Back to the undersea facility for UFO! If you remember Outland (1981) with Sean Connery, than you’ll know what to expect here. Actually, you may know most everything that happens. But Outland was a virtual remake of High Noon (1952), so I guess Connery and Outland had it coming.
Dean Cain stars as Will Murdack, a marshall in the Deep Submersible Division (eh?) who has come to clean ship so to speak. His first day on the job and there are naked women running screaming in the halls… this literally happens during his orientation. No kidding, we know that there is trouble beneath the waves for sure. Murdack takes action, killing one of the thugs responsible for the nearly glimpsed breasts, but leaves his brother, the psychopathic Vlad Kristov alive. Vlad swears revenge, announcing this intent by yelling NOOOOOOOO--naturally. Good stuff… Murdack continues on his evil bashing ways presumably, and his time to leave the facility, now cleaned up of course, has arrived. But a rash of recent suicides and a mystery drug has him puzzled. Seems there is something making workers go berserk in the Xyloban (that is what they call it)…and there also seems to be some kind of alien force crushing up people in graphic CGI rendered sequences. Ah, you can’t be underwater without at least one explosive decompression sequence…UFO doesn’t disappoint on that front. Little CGI men in suits go sploosh quite nicely.
And then, it’s full on High Noon in your moms pool (I mean at the bottom of the ocean) as the baddies return, the deputy leaves and the final third of the film is a shootout that features some neat CGI tricks (a bisection is always good in my book). Dean Cain leaping in slow motion included. Well, it goes down smooth enough.
The story is thin in spots, and runs into an issue with subplots being generated and then dropped before ANTYHING can happen with them. Murdack is claustrophobic…but so what? Know what, it never gets used! His family dies while he is off boffing another woman (hey it’s co-star Biliana Petrinska, I can dig it)…so he has some serious sexual issues we are told. Never went back to that either. Ah well…there is lots of shooting and action, so I forgot about all that anyhow. The joy of being a target market never ceases.

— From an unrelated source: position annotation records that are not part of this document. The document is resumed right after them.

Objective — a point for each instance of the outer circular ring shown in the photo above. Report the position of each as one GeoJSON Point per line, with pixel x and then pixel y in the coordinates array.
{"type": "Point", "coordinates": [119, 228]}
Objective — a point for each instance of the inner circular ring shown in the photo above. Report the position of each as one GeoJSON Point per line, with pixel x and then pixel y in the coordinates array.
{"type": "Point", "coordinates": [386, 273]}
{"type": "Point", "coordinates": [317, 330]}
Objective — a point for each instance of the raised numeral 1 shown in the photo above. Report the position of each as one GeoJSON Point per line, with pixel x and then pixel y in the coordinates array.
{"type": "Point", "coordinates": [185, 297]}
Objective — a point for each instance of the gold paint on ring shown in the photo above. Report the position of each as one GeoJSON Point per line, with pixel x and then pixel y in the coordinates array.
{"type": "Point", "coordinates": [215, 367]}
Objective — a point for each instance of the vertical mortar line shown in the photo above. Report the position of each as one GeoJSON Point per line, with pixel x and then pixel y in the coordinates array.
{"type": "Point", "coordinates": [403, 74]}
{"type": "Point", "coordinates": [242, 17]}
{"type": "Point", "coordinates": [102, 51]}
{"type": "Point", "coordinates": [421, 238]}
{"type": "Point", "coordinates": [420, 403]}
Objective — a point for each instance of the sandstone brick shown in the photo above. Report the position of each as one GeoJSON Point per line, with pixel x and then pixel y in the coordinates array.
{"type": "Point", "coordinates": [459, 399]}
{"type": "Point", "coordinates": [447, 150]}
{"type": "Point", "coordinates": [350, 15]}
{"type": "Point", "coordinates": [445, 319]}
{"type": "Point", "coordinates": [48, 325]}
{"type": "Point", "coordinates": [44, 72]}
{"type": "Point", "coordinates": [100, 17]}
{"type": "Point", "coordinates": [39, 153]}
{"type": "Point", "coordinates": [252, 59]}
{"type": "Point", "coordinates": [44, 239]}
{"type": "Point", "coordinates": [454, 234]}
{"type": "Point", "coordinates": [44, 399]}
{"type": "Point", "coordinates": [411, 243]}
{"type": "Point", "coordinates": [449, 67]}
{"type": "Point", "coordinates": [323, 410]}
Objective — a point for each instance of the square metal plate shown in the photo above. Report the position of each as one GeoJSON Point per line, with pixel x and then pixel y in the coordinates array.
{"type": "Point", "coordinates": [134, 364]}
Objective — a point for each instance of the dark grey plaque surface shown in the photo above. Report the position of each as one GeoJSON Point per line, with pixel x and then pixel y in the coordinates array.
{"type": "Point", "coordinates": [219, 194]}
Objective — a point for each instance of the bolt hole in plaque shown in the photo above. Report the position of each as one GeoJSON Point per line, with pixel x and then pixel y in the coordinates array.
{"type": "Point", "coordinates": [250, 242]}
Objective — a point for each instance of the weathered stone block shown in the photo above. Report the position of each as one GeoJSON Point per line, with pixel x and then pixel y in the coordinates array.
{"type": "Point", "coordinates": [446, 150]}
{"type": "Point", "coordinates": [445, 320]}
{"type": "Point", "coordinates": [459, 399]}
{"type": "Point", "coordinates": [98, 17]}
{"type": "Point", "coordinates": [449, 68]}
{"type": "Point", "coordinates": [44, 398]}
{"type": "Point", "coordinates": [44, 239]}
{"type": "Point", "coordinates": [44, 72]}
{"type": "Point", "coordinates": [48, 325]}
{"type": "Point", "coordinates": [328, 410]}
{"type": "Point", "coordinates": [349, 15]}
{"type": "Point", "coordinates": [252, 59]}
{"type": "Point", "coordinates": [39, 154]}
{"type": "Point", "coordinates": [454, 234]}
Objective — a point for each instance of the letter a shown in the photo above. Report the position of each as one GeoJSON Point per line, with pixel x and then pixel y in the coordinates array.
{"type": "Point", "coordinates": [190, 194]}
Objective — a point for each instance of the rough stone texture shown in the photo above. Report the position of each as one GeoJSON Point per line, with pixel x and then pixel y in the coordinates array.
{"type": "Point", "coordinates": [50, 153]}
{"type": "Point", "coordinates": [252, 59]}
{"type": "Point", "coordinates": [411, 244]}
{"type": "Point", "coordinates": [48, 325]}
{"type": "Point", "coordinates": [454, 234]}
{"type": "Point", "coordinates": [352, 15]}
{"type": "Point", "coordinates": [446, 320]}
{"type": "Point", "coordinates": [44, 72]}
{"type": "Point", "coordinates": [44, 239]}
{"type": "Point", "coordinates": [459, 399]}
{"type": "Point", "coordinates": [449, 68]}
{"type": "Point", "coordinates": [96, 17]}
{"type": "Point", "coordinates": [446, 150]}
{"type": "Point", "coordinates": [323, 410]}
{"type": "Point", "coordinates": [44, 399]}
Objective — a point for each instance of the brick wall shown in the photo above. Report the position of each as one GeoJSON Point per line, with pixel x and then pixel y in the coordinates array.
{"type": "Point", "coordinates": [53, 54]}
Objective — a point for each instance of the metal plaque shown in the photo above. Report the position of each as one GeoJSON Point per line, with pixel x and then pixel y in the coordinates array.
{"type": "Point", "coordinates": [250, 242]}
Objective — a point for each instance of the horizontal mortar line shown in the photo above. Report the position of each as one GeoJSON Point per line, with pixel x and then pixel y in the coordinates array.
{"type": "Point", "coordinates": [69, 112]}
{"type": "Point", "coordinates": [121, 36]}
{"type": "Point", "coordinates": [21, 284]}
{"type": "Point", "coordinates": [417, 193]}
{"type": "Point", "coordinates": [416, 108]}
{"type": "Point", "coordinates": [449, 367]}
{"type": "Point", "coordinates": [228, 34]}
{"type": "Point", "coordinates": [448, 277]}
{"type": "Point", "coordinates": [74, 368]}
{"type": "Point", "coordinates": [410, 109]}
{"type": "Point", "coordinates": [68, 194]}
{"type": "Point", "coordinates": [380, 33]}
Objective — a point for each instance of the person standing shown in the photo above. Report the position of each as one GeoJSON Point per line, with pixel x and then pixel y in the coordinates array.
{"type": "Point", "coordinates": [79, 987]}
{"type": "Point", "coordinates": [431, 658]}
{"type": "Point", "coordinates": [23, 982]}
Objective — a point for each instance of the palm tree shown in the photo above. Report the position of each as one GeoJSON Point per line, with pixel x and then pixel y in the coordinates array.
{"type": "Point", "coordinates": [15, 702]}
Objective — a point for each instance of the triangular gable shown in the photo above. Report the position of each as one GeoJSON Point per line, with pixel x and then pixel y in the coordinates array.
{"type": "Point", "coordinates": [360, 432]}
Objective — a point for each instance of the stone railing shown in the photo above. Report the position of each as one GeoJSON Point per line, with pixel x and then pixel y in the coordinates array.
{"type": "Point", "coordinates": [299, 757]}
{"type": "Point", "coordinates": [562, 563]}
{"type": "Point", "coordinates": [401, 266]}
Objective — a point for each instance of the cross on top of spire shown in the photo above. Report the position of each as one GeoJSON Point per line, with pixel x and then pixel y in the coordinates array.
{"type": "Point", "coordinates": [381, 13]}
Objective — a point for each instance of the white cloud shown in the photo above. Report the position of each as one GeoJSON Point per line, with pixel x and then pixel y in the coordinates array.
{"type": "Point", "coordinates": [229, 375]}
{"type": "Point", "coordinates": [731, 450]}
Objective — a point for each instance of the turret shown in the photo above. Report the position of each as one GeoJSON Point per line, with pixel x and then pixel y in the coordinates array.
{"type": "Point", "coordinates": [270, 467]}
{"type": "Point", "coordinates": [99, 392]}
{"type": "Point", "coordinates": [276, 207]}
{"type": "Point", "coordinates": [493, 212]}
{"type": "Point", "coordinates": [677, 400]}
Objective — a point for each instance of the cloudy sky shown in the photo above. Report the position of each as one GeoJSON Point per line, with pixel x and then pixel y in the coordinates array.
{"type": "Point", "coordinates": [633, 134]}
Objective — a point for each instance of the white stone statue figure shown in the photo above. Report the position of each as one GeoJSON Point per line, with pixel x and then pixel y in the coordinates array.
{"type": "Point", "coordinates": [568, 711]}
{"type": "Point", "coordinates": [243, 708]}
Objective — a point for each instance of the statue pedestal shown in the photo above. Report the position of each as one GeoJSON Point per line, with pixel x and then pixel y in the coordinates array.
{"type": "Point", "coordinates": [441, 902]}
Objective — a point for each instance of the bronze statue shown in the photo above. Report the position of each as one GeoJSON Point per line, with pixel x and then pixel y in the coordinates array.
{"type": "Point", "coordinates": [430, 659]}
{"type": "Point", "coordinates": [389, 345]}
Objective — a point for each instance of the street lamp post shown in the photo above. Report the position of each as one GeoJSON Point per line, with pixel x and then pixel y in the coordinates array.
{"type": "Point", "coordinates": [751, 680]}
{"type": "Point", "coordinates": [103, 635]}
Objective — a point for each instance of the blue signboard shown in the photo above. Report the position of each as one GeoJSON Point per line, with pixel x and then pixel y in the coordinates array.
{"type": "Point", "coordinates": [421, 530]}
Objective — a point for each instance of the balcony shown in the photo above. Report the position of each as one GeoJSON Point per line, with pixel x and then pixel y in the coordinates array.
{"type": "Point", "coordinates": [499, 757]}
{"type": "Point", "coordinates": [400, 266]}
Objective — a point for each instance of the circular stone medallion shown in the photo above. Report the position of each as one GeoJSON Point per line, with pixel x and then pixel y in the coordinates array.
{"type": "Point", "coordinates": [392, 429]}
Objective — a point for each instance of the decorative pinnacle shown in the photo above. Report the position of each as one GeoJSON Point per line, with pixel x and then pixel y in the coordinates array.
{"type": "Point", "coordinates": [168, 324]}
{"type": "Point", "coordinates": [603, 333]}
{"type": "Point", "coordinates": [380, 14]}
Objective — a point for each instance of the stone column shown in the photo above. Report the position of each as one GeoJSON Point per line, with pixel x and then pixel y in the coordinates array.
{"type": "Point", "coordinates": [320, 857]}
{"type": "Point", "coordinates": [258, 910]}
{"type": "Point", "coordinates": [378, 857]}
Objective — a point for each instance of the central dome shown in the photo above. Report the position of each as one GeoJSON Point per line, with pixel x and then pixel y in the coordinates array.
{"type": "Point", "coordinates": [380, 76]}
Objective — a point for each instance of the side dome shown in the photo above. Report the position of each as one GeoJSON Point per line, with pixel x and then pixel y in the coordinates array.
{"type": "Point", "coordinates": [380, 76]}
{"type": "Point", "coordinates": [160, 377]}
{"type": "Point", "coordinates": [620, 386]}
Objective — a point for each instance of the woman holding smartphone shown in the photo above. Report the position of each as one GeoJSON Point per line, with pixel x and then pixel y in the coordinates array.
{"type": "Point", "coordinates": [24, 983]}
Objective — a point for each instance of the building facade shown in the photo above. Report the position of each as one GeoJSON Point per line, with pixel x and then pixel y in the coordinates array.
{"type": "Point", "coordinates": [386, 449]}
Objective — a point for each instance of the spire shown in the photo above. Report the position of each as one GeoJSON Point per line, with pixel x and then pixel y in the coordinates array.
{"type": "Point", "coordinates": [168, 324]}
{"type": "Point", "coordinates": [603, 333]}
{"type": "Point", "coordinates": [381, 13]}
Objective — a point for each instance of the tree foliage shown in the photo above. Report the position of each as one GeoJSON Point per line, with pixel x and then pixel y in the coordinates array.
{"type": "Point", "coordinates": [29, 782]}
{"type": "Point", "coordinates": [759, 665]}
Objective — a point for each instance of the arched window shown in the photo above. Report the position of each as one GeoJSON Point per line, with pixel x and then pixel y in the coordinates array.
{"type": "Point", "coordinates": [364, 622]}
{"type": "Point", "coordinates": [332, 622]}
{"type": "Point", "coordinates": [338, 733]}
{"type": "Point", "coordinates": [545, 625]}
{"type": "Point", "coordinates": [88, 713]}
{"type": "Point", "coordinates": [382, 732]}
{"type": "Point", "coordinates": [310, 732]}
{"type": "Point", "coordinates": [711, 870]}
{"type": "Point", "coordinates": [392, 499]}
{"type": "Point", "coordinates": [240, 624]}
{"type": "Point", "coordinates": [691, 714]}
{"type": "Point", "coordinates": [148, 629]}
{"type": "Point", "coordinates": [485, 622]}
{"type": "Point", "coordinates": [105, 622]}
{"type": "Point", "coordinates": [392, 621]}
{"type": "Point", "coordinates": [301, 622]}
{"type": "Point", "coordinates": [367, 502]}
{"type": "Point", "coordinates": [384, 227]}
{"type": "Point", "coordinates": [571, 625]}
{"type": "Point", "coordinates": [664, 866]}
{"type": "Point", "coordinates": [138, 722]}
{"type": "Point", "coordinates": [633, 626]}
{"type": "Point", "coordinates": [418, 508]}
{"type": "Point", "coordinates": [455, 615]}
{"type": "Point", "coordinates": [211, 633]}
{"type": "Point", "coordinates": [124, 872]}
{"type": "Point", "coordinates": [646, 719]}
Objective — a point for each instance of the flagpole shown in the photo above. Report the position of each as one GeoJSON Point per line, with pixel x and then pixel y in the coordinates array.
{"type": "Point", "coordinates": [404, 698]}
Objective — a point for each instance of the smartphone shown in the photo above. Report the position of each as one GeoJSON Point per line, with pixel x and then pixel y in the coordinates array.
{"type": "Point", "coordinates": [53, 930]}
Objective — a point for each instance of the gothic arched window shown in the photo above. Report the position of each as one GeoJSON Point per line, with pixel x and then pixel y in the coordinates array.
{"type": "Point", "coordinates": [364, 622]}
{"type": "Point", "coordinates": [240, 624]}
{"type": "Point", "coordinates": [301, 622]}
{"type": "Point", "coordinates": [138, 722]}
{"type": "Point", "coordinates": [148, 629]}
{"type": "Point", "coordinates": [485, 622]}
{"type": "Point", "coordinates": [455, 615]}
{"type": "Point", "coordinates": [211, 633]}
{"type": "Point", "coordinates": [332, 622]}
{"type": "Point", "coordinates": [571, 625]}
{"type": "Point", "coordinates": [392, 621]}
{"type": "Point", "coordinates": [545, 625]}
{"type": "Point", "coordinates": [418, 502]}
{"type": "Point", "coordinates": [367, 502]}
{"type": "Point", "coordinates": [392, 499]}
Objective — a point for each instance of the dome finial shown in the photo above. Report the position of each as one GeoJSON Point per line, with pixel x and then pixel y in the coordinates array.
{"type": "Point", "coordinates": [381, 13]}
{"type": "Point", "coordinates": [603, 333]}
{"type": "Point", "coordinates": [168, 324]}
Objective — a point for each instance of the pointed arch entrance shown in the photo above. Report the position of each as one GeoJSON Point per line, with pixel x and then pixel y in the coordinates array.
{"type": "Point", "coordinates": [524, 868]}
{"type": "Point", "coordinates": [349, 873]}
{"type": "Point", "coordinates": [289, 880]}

As seems to be the norm, a little something unique is on show. Our lead is an utter and unrepentant prick. Yes, it’s hard to get behind Dean Cain as the reportedly sexually dysfunctional claustrophobe who works in an enclosed space here. He seems to just be a snippy ass clown with little redeeming value, and I don’t think Dean is really trying to go above and beyond the material let’s say. Hey, if he got shot up, would I really have been sad. Nope ! Again though, one of the lures of low budget films like this is the chance to step away from the cookie cutter at times and give the audience a hero so un-likeable you want to see him explosively decompress! Great underwater effects as usual…those guys at UFO ips really have that software mastered.
Review David Zuzelo / Source USA NTSC DVD
Dark Descent (2002)
Director Mitchell Cox
With Dean Cain, Biliana Petrinska,
Jochen Nickel & William Zabka

1 comment:

  1. Never was UFO's best effort I think and it lacks in tension. But it's a good looking lowbudget-production and I like Dean Cain at least.